METHODS: Patient-level data from three randomised clinical trials: ASTERIA I, ASTERIA II, and GLACIAL were analysed. Health states were derived from Urticaria Activity Score (UAS7), a patient-completed diary of signs and symptoms which calculates an average daily score over 7 days. Higher score means more severe symptoms. UAS7 scores for the health states were: Urticaria-free: 0; Well-controlled urticaria: 1-6; Mild urticaria: 7-15; Moderate urticaria: 16-27; Severe urticaria: 28-42. Mean EQ-5D utilities were calculated for each health state. Individual trial analyses showed inconsistent utilities across the UAS7 health states due to small subsample sizes. A mixed model was used to predict EQ-5D according to UAS7 health states in a pooled dataset containing all treatment arms and time-points from the three trials. The predictor variable was UAS7 health state and the dependent variable was EQ-5D utility. Fixed/random effects for trial and patient were included and the following covariates: UAS7 health state at baseline (Moderate or Severe), presence of angioedema at baseline and during follow-up, duration of CSU, number of previous CSU medications, and gender of the patient. A parsimonious model was selected using the approach of backwards elimination; UAS7 health state was forced into the model. The validity of pooling trials was considered through visual comparisons and interaction terms.

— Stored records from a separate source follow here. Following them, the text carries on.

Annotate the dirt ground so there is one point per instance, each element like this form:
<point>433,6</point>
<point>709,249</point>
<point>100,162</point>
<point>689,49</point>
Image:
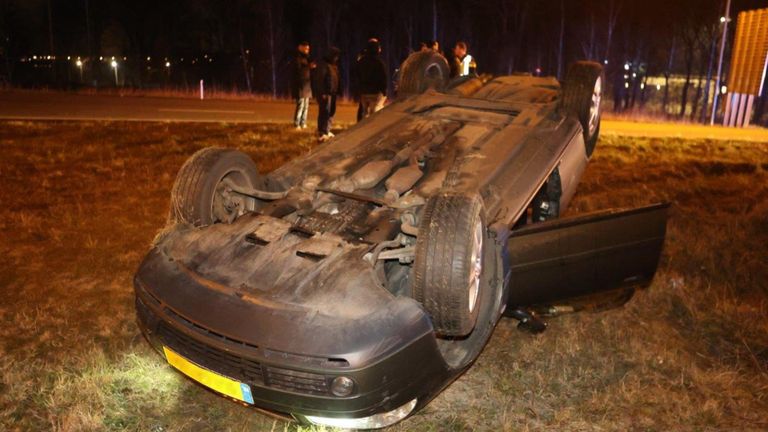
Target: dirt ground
<point>82,201</point>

RESULTS: There was a consistent improvement in EQ-5D utilities as severity of urticaria improved. Mean utilities at Week 12 ranged from 0.712 in patients with severe urticaria to 0.897 in patients who were urticaria-free. Sensitivity analysis confirmed the robustness of results.
CONCLUSIONS: The results suggest that EQ-5D utility score increased with decreasing severity of urticaria. EQ-5D utility scores allow the comparison of HRQoL across diseases by calculating QALYs in economic models.